Adam Frisby

Archive for the ‘performance’ tag

The Imaginary 45K Wall

with 8 comments

Kohala (the SimHost region on OSgrid)

I see on a fairly regularly basis reports that OpenSim supports 45,000 prims versus Second LifeĀ®’s 15,000. It’s rubbish; but it comes from a somewhat logical source. The viewer itself will not display more than 45,000 objects in the ‘prims parcel supports’ field. There’s no technical reason for it – it just clamps the value (and I’m not entirely sure why). If OpenSim is set to unlimited prims (or 99,999,999), the viewer will show it as ‘Supports 45,000 Prims’ and not what it really is (’Supports “99,999,999″ prims’).

But, you can go well above that boundary. Some of Shenlei’s Leviathan builds are now breaking the 160,000 primitive count mark (and I have no doubt she intends to push it further!), but those builds are incredibly intensive on other aspects of the system, particularly memory usage. Primitive counts as a resource delimiter have never been accurate as far as underlying consumption goes; how they evolved goes straight back to when SL was still a MMORPG with nifty building tools (circa 2002-2004).

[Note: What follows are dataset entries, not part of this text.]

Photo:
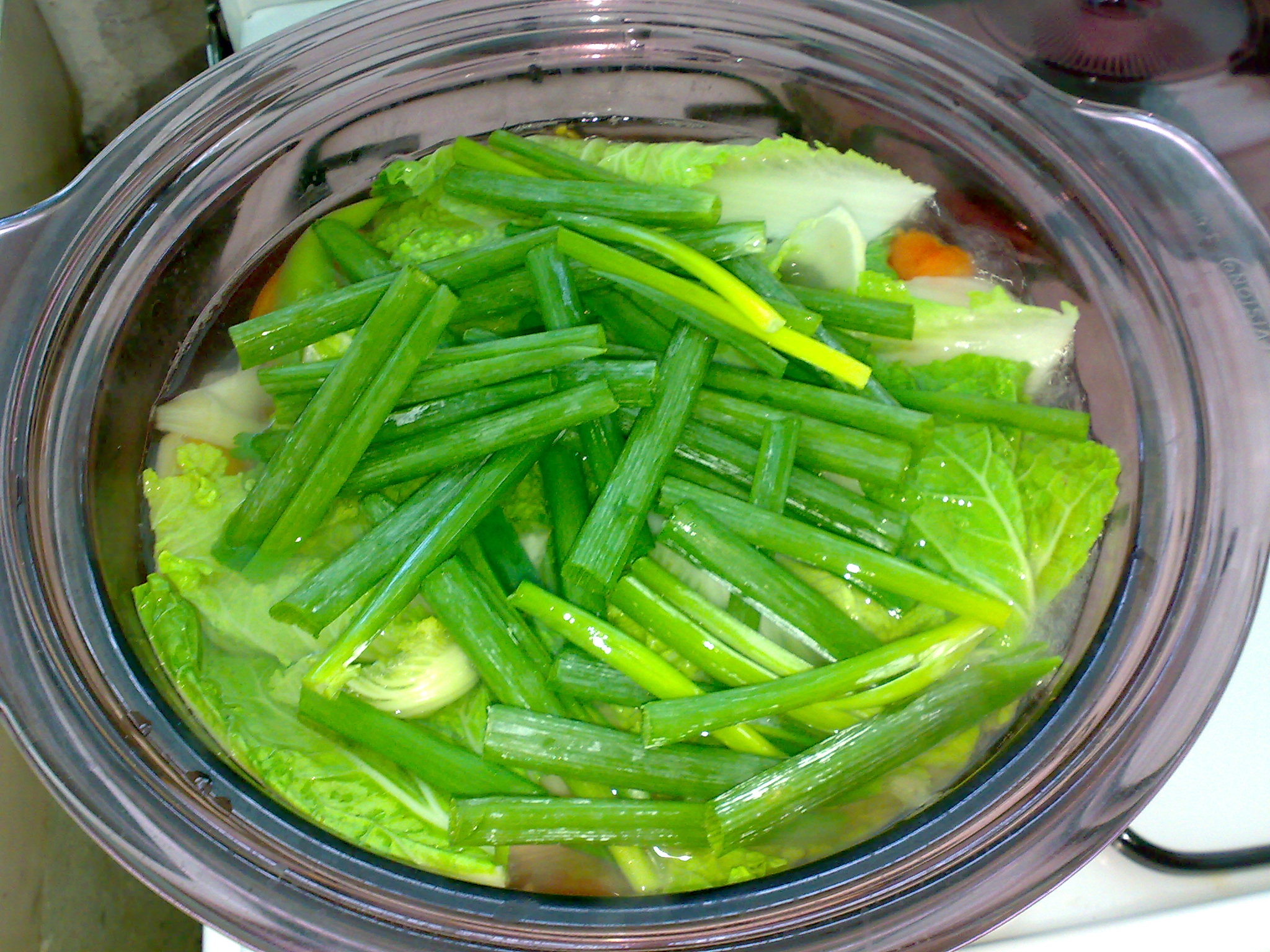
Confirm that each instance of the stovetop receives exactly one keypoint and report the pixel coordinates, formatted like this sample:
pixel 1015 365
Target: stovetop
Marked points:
pixel 1194 871
pixel 1202 65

This is evident in SL – certain scripts cause “lag”, popular clubs can block other users from accessing the region (by eating up the whole max avatar count) – neither of these is factored into the current resource limits. This is applicable in OpenSim too – an unscripted region will behave better than a scripted one, an empty region will have uptimes measured in months, a popular one in days (or hours).

So, with this entry I aim to do two things – first dispell the myth that OpenSim supports 45K primitives. That is incorrect – OpenSim supports whatever you tell it to handle, whether it behaves is up to the underlying consumption required for your build, and what you are hosting it on. And second – clarify where the limits really are, and how you can optimise them.

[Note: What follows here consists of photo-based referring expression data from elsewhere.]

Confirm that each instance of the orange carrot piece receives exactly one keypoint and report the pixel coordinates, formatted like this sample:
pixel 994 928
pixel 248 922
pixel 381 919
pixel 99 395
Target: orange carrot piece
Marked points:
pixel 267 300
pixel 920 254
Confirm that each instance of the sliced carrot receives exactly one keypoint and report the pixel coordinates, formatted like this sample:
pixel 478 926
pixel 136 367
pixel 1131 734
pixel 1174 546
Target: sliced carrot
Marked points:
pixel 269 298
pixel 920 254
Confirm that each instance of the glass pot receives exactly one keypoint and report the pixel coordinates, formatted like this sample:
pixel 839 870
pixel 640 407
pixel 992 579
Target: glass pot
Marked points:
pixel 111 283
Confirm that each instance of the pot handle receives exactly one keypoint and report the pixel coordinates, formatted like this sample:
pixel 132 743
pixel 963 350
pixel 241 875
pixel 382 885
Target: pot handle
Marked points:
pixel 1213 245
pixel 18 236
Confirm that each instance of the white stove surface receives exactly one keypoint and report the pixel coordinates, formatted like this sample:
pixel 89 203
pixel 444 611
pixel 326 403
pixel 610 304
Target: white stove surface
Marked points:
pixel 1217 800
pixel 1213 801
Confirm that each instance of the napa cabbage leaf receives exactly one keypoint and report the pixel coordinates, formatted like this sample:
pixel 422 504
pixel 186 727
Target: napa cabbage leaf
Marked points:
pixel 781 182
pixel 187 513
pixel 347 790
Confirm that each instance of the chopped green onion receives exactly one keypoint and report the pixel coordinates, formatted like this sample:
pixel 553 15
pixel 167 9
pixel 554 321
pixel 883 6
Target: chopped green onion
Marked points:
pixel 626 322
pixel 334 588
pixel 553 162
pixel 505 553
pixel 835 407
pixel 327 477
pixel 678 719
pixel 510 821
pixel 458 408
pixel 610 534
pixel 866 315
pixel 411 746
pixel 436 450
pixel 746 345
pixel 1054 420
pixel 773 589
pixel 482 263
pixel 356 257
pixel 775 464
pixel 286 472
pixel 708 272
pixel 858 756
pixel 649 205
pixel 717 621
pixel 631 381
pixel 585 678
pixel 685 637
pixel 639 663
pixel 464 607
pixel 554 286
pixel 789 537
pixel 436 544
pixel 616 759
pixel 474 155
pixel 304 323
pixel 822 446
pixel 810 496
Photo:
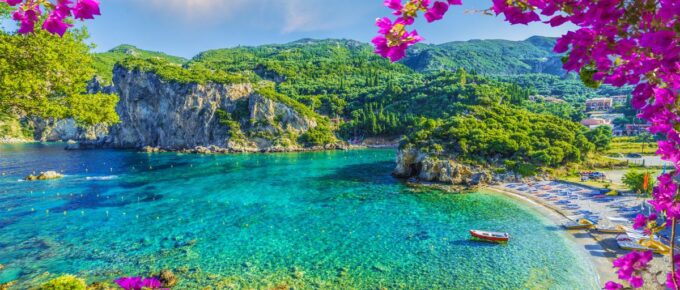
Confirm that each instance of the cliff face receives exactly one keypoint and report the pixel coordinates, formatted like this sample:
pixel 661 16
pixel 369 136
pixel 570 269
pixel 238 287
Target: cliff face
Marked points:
pixel 50 130
pixel 411 163
pixel 174 116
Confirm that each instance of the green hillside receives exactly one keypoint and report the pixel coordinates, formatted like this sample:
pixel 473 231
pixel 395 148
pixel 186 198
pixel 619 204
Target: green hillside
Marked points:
pixel 489 57
pixel 104 62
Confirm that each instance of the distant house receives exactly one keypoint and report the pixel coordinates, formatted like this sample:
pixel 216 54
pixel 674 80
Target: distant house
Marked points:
pixel 605 116
pixel 634 129
pixel 620 100
pixel 593 123
pixel 548 99
pixel 599 104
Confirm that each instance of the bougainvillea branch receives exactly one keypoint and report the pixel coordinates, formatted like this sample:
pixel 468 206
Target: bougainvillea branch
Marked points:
pixel 29 12
pixel 617 42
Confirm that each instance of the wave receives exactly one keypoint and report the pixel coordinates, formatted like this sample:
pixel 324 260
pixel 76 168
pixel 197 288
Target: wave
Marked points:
pixel 108 177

With SimHost, we needed to give a number to our potential customers that is indicative of their usage, in a manner that can be understood like prim counts, but reflects the actual capacity used. We decided to go with RAM usage – this is because memory is the primary requirement of the OpenSim software. The amount of memory a region needs is pretty much directly proportional to all the other requirements (scripts need a roughly equal amount of memory as CPU, so do avatars, prims, etc.). There are other limits too – network bandwidth, processor usage, etc. All of these can become a bottleneck depending on the design of a region.

To give you a rough estimate of capacity-by-memory, one of our heavier customers has a 10,000 prim sim which hosts weekly meetings; it’s somewhat scripted – memory use for this region is between 405MB (Resident) and 1070MB (Total). Each avatar to the region adds between 20 and 50mb to the “resident” figure (and when occupied, some of the paged memory moves into the resident as it is accessed). If you use this as an example – 1024MB of resident memory should get you a “standard region equivilent”; if you want to start pushing on it further, then you might want to allocate 2GB dedicated to the region.

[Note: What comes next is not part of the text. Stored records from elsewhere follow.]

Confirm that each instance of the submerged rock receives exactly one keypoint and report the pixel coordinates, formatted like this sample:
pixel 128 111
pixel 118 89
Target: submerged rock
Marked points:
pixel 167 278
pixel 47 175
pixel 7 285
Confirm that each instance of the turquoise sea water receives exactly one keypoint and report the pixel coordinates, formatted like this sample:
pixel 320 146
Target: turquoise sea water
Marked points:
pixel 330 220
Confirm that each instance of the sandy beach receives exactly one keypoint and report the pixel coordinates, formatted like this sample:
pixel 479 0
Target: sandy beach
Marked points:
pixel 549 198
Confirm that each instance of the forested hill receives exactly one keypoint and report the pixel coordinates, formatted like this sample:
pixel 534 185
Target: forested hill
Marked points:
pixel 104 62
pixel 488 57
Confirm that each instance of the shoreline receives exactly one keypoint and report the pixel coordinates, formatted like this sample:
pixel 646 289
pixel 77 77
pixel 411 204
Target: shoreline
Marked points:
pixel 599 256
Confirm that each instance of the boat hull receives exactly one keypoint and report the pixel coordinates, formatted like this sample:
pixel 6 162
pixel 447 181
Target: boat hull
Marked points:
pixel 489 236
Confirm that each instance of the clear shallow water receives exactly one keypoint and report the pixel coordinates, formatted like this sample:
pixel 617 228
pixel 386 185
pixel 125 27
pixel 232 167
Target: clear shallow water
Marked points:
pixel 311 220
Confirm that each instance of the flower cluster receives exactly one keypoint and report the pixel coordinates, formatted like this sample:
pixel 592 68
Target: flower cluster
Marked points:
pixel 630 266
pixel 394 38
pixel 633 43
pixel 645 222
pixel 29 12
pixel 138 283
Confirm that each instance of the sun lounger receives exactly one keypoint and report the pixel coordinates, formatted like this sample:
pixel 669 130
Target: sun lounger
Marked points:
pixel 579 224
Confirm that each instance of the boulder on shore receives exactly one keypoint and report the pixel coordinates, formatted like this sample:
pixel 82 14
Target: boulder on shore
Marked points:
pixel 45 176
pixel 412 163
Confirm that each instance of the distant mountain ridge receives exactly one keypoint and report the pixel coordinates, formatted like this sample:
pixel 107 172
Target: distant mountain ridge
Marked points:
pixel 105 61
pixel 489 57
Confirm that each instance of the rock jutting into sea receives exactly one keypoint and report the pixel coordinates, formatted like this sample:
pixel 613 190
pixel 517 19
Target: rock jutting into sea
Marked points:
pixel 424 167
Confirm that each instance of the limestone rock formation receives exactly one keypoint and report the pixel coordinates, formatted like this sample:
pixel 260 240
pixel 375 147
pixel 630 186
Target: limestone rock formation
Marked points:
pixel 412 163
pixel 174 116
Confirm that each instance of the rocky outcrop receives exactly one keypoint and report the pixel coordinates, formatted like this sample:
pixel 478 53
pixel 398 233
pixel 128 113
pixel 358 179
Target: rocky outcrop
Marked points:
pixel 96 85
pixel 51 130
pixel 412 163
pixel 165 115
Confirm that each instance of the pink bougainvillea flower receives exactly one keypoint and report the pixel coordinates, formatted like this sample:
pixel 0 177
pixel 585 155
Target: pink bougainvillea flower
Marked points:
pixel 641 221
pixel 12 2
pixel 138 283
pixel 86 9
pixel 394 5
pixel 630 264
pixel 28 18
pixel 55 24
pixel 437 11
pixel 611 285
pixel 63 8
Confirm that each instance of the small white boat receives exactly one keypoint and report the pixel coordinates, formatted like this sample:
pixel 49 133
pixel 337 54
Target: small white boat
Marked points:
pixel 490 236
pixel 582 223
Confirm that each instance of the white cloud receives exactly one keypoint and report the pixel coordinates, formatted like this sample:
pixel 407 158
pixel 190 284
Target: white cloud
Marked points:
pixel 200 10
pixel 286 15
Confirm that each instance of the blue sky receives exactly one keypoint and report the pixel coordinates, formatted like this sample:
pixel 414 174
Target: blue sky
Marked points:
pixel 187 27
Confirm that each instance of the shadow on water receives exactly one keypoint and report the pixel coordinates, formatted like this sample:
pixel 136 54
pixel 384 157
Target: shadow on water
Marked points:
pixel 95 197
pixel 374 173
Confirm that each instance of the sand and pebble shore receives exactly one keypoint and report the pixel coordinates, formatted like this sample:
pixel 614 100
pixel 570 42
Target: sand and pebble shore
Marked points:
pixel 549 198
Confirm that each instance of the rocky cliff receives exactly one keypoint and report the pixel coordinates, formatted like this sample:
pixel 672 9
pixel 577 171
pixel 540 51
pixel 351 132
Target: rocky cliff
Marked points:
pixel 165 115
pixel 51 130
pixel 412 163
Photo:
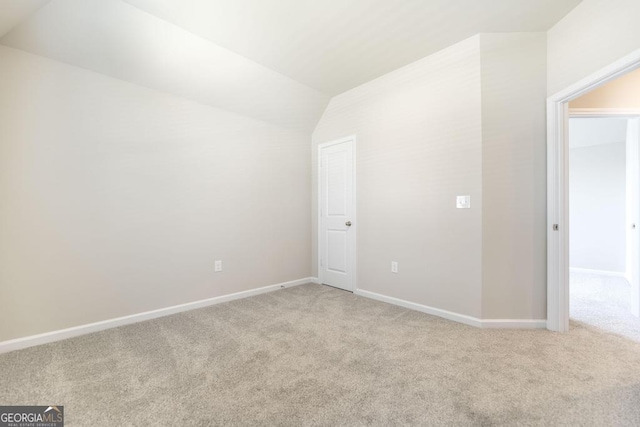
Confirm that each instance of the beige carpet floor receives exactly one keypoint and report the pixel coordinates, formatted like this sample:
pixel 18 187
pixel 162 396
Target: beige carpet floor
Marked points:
pixel 314 355
pixel 603 302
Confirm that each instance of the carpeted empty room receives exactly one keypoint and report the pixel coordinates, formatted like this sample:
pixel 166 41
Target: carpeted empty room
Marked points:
pixel 315 355
pixel 319 213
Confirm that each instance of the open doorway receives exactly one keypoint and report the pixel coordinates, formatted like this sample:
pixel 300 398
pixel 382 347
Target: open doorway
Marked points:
pixel 603 193
pixel 607 215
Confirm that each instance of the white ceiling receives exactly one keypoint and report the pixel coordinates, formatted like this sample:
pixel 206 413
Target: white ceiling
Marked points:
pixel 278 61
pixel 335 45
pixel 587 132
pixel 116 39
pixel 12 12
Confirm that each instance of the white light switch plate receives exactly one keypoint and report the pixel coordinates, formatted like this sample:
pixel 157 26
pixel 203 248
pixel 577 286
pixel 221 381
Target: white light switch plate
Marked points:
pixel 463 202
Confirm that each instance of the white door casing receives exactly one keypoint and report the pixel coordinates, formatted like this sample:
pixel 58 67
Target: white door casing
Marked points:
pixel 633 212
pixel 336 214
pixel 557 187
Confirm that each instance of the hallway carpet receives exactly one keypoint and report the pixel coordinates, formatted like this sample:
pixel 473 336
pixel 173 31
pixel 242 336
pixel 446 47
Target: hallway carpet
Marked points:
pixel 314 355
pixel 603 302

Network bandwidth is directly tied to # of avatars plus, # of primitives plus, # and size of textures. You can drop your bandwidth requirements fairly dramatically simply by building more efficiently, encouraging texture re-use, optimising your textures, etc. Sculpties actually work to your benefit here – since they can replace many prims with just one; and that one is ‘instanced’ – so that every copy you use, is only downloaded once by the viewer.

Processor usage is generally not a problem; to avoid any issues – giving a region a dedicated core will let it do it’s own thing. Scripts are about the only thing that can really push this figure (and physics to a much lesser degree). With recent updates to OpenSim enabling much larger concurrencies – processor usage is beggining to appear; but an average user will often struggle to push an average CPU core usage of more than 10%.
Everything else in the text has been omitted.